Luis Alberto Machado (21 January 1932 – 23 February 2016) was a Venezuelan lawyer, author, Secretary of the Presidency and Minister of Intellectual Development of Venezuela. He was best known for his ideas about the malleability of intelligence.

== Career ==
Machado served as Secretary of the Presidency during Rafael Caldera's first Presidency (1969-1974).

He asserted, in his books and writings on the subject, that perceived limits on intelligence are false and are primarily tied to upbringing and social conditioning. He argued that through careful environmental stimulation, especially in the early stages of child development, intelligence can be developed indefinitely and exponentially throughout life. As a politician, he stated that a nation's collective intellectual power was its greatest asset.

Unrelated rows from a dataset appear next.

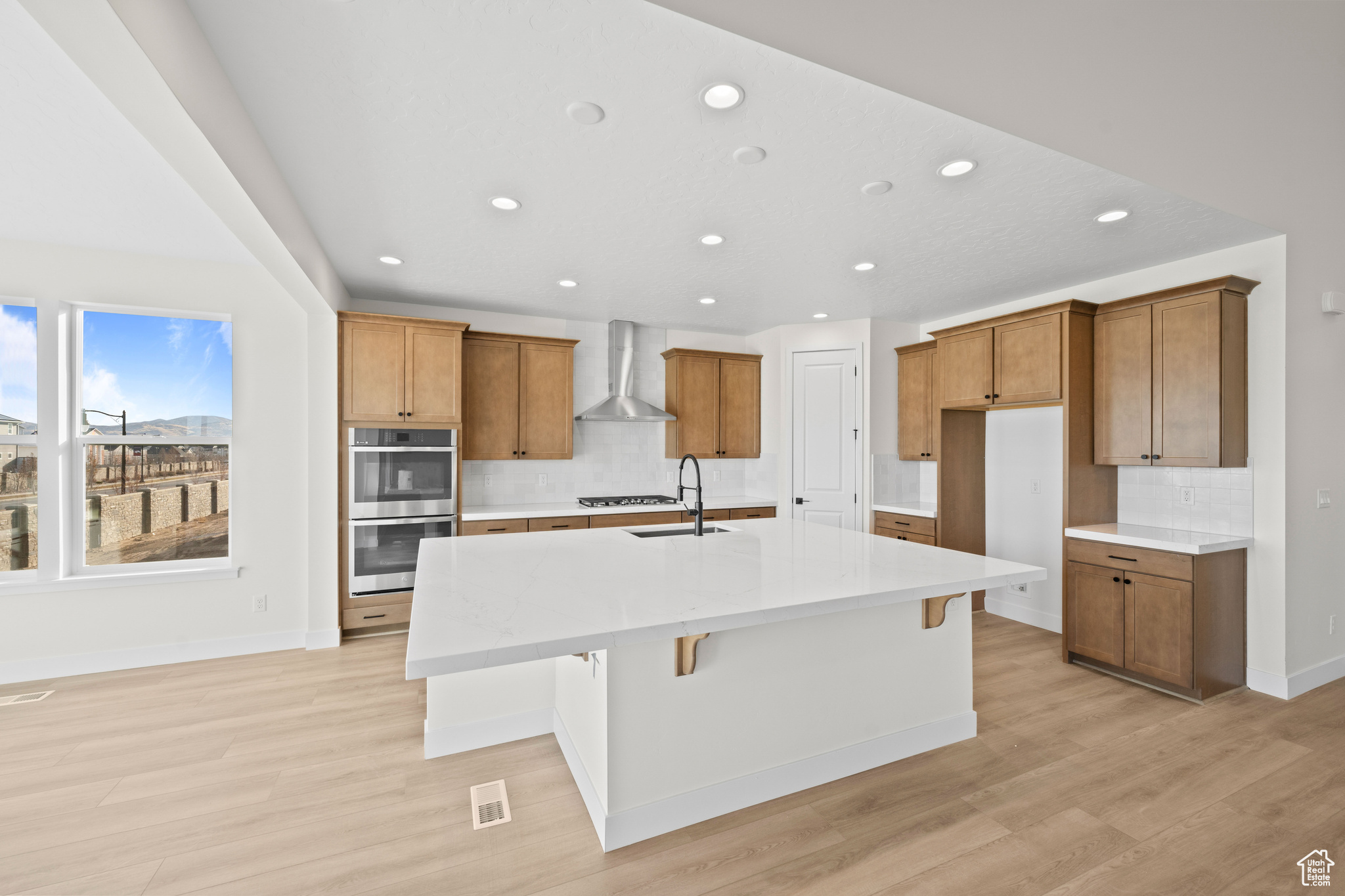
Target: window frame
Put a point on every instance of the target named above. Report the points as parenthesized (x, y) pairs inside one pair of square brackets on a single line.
[(61, 459)]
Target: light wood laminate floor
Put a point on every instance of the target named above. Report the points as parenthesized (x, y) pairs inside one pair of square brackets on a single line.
[(300, 773)]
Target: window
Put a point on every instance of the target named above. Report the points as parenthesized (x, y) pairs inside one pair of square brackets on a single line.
[(148, 435), (18, 437)]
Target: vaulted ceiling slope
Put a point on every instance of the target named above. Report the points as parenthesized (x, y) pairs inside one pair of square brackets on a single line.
[(396, 123), (76, 172)]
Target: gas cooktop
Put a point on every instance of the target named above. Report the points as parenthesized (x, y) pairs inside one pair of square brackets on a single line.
[(623, 500)]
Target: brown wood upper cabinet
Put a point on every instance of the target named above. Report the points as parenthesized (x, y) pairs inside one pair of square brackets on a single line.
[(716, 398), (401, 370), (1170, 379), (1009, 364), (915, 402), (518, 398)]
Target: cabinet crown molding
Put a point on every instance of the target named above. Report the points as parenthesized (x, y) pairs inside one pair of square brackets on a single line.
[(1231, 284), (1069, 305), (403, 322), (697, 352), (519, 337)]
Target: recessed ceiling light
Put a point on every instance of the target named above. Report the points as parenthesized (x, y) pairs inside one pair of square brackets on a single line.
[(748, 155), (585, 113), (721, 96)]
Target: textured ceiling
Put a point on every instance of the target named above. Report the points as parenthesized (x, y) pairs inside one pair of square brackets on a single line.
[(396, 121), (73, 171)]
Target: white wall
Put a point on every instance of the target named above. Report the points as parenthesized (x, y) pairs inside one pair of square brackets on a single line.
[(273, 468), (1266, 377), (1021, 446)]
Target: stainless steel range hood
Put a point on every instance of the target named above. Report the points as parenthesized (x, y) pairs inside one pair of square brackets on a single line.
[(621, 405)]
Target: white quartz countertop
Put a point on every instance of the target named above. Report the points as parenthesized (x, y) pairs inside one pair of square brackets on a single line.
[(575, 508), (1158, 539), (494, 602), (911, 508)]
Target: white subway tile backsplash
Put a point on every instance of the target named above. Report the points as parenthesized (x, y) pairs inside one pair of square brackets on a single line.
[(1151, 496)]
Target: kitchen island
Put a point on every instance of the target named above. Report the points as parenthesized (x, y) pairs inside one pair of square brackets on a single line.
[(818, 662)]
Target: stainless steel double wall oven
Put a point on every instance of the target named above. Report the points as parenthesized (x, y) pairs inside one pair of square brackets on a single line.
[(403, 488)]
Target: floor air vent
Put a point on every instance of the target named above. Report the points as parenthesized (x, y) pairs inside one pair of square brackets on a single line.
[(490, 805), (26, 698)]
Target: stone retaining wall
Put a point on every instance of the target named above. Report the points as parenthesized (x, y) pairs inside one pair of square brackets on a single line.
[(18, 536), (116, 517)]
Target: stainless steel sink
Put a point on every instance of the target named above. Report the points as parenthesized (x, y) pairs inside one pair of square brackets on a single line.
[(659, 534)]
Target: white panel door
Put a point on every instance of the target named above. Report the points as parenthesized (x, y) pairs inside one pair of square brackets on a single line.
[(826, 437)]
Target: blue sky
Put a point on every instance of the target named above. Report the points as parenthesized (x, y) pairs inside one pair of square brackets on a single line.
[(19, 362), (156, 367)]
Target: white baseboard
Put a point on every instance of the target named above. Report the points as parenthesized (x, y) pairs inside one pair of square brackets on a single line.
[(82, 664), (1019, 613), (1289, 687), (474, 735), (655, 819), (322, 640)]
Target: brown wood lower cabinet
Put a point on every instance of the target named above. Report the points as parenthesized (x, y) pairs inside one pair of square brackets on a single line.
[(377, 616), (1161, 618)]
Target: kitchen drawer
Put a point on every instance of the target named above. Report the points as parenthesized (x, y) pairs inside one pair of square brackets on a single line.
[(1119, 557), (903, 523), (902, 535), (556, 523), (635, 519), (365, 617), (493, 527)]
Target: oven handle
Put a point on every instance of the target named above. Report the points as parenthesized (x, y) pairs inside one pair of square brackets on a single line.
[(401, 521), (400, 450)]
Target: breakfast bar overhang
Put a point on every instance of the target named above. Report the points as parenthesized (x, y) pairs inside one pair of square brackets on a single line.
[(824, 658)]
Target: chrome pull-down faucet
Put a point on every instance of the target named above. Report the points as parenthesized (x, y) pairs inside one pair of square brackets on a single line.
[(699, 507)]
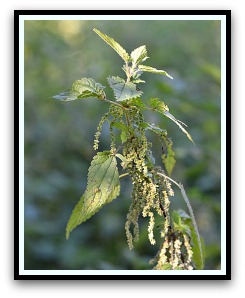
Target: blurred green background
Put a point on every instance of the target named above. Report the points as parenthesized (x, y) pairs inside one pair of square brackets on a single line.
[(59, 136)]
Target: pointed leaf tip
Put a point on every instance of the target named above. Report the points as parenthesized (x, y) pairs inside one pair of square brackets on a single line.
[(102, 187), (115, 45)]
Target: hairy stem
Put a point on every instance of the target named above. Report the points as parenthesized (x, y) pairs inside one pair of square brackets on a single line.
[(181, 187)]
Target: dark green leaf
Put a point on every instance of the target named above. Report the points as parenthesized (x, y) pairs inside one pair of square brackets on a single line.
[(83, 88), (102, 187)]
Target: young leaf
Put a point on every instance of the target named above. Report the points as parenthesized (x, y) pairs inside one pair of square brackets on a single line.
[(176, 121), (153, 70), (66, 96), (138, 55), (102, 187), (158, 105), (179, 225), (169, 160), (82, 88), (116, 46), (123, 90)]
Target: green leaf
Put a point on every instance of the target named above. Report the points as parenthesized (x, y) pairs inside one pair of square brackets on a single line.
[(158, 105), (123, 90), (121, 126), (153, 70), (102, 187), (169, 158), (66, 96), (138, 103), (116, 46), (83, 88), (179, 225), (138, 55), (177, 122), (123, 136), (197, 250)]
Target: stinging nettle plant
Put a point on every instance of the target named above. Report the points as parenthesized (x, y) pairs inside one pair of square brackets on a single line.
[(180, 247)]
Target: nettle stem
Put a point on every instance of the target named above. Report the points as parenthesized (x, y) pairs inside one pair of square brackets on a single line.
[(151, 187), (187, 201)]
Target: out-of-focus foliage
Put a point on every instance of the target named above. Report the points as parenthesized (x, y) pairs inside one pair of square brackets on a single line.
[(59, 136)]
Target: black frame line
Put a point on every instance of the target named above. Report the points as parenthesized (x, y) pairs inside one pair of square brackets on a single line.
[(17, 15)]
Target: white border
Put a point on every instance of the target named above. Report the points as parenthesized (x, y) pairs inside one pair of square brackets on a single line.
[(222, 18)]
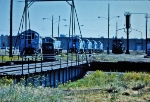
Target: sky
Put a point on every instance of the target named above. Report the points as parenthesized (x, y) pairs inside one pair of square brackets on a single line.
[(87, 12)]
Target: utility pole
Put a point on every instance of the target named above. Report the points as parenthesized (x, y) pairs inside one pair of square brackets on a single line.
[(108, 31), (146, 16), (52, 25), (127, 27), (58, 27), (11, 26), (116, 28)]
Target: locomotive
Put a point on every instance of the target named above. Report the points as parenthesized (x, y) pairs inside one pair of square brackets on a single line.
[(30, 43), (76, 45), (100, 47), (48, 51), (118, 46), (87, 46), (56, 43), (94, 46)]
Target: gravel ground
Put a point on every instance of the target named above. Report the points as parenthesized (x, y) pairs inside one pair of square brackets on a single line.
[(135, 56)]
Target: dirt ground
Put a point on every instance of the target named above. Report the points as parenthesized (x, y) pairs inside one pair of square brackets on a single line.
[(135, 56)]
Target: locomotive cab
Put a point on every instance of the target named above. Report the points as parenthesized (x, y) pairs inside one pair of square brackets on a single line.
[(48, 51)]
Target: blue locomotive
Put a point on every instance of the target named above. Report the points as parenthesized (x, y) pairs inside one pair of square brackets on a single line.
[(87, 46), (56, 43), (48, 51), (100, 47), (76, 45), (30, 42), (118, 46), (94, 46)]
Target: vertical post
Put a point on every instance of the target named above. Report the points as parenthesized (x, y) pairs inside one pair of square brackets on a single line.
[(11, 25), (35, 63), (127, 51), (58, 27), (41, 64), (108, 31), (52, 25), (146, 32), (127, 27), (28, 65), (116, 28)]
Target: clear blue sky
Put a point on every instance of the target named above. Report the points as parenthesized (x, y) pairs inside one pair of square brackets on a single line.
[(87, 11)]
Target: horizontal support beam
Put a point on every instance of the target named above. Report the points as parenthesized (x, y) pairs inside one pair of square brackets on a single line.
[(47, 0)]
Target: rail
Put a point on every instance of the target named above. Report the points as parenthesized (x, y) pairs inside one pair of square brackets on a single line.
[(36, 65)]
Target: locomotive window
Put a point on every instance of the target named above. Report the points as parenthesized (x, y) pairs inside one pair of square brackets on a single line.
[(21, 37), (32, 35), (48, 47), (29, 37)]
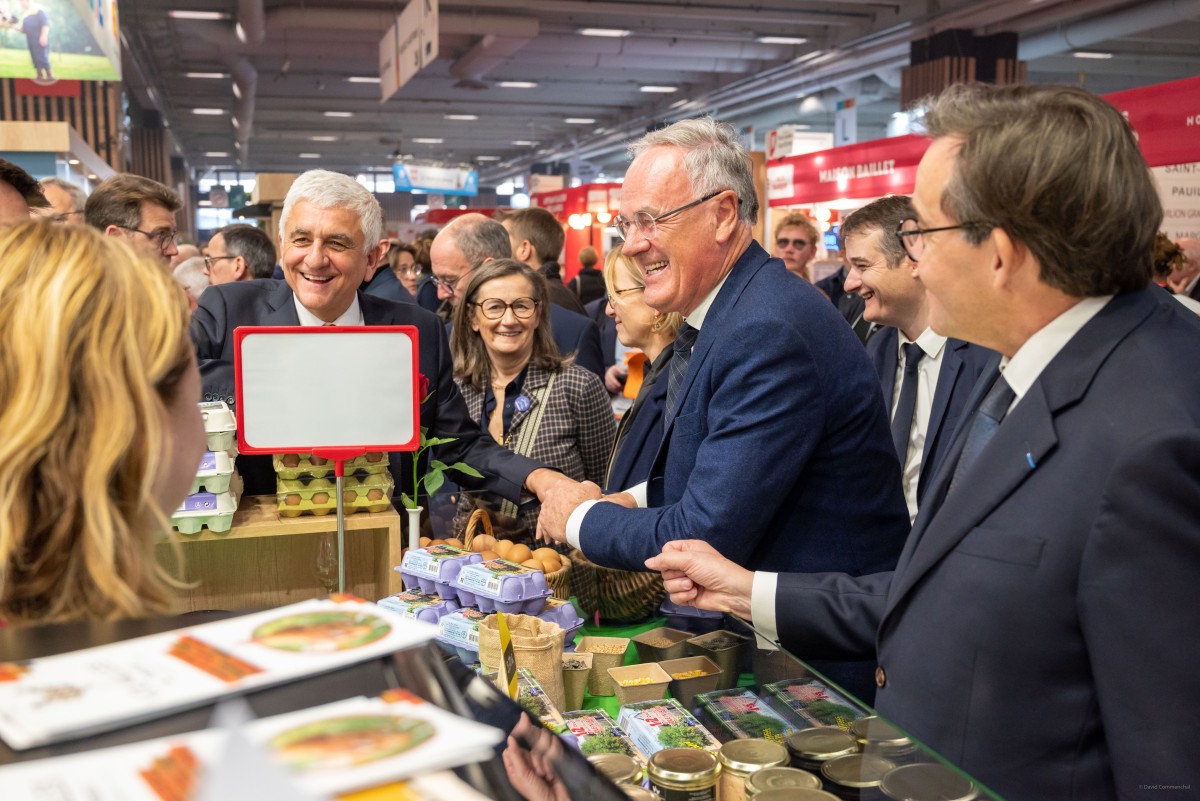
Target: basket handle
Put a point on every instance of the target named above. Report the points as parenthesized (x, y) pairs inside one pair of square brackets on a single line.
[(479, 517)]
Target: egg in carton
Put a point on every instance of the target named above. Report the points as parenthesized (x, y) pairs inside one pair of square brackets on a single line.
[(292, 467), (220, 427), (435, 567), (371, 493), (498, 584)]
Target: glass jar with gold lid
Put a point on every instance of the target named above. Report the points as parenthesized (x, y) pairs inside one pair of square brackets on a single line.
[(684, 774), (739, 759)]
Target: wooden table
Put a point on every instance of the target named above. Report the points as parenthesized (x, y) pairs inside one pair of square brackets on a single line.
[(265, 560)]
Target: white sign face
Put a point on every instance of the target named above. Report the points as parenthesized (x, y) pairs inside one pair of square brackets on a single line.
[(313, 389), (408, 46)]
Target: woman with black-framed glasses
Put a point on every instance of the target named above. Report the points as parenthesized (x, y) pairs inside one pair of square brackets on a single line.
[(517, 385)]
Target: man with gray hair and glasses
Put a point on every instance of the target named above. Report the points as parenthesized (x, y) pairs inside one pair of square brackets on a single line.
[(775, 445), (1039, 630), (331, 239)]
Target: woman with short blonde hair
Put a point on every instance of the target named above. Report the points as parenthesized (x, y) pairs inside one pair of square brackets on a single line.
[(101, 429)]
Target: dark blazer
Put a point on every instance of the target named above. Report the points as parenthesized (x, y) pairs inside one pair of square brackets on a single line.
[(640, 433), (270, 302), (387, 285), (595, 312), (1039, 630), (961, 366)]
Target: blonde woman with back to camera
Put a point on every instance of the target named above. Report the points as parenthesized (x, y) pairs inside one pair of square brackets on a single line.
[(101, 429)]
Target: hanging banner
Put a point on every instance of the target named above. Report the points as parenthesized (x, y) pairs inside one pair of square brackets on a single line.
[(443, 180)]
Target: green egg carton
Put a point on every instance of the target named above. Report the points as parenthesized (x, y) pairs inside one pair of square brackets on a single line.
[(295, 467), (370, 493)]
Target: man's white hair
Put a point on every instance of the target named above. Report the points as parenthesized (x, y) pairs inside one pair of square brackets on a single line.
[(328, 190)]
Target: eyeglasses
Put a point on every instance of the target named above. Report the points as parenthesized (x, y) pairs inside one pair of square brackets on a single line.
[(646, 222), (912, 238), (210, 259), (493, 308), (162, 239), (615, 296)]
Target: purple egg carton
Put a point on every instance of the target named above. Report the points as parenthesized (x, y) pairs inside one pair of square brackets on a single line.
[(433, 570), (690, 619), (459, 633), (563, 614), (501, 585), (419, 606)]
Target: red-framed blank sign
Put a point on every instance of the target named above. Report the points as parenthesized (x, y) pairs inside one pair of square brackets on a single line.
[(333, 391)]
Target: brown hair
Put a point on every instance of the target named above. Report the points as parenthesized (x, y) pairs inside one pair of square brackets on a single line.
[(90, 355), (1059, 170), (471, 361), (118, 200)]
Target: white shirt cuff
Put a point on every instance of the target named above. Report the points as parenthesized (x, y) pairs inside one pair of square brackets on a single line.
[(762, 609), (575, 523)]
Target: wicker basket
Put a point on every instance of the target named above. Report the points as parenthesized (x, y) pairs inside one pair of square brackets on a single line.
[(559, 580), (619, 596)]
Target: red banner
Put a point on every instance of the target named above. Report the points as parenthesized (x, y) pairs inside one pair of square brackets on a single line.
[(1167, 118)]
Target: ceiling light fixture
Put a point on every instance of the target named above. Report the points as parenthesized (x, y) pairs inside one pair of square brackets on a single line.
[(197, 14), (609, 32), (780, 40)]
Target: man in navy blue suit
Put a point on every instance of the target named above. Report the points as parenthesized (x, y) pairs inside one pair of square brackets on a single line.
[(927, 378), (471, 240), (775, 437), (1039, 628), (330, 241)]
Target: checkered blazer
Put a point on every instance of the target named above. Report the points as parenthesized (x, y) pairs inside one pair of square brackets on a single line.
[(577, 427)]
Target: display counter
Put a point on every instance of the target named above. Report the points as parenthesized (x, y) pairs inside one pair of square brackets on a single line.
[(767, 710)]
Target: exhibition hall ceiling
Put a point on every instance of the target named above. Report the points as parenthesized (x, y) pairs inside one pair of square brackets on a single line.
[(519, 83)]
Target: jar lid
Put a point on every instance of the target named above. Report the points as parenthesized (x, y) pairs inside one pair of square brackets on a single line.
[(683, 765), (857, 770), (796, 794), (928, 782), (875, 732), (781, 778), (749, 756), (817, 745), (617, 768)]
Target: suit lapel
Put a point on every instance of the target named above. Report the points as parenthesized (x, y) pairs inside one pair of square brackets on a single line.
[(1025, 438)]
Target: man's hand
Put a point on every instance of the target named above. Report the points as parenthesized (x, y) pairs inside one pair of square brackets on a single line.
[(695, 574), (558, 505)]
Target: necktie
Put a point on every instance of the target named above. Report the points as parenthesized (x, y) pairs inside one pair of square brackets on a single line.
[(678, 366), (901, 421), (984, 425)]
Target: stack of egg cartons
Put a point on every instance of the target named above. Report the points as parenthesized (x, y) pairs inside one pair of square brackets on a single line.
[(306, 485), (217, 487)]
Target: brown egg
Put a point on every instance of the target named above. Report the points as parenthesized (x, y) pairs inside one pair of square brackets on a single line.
[(519, 553)]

He was appointed Minister of Intellectual Development, a cabinet post created specifically for advancing and applying his ideas with government backing, during the presidency of Luis Herrera Campins (1979–1984). This program was known as the Intelligence Project, and, although given a small budget, resulted in a number of government initiatives aimed at improving educational opportunities in Venezuela.

The project was ended in 1984 by the government of president Jaime Lusinchi, but left behind a legacy in authors related to intelligence as Edward De Bono and his experience is cited by others as Martin Seligman, Howard Gardner and Robert Sternberg.

==Publications==
- in Creating the Future: Perspectives on Educational Change. Compiled and Edited by Dee Dickinson.
- Context "It Can be Done". In Context.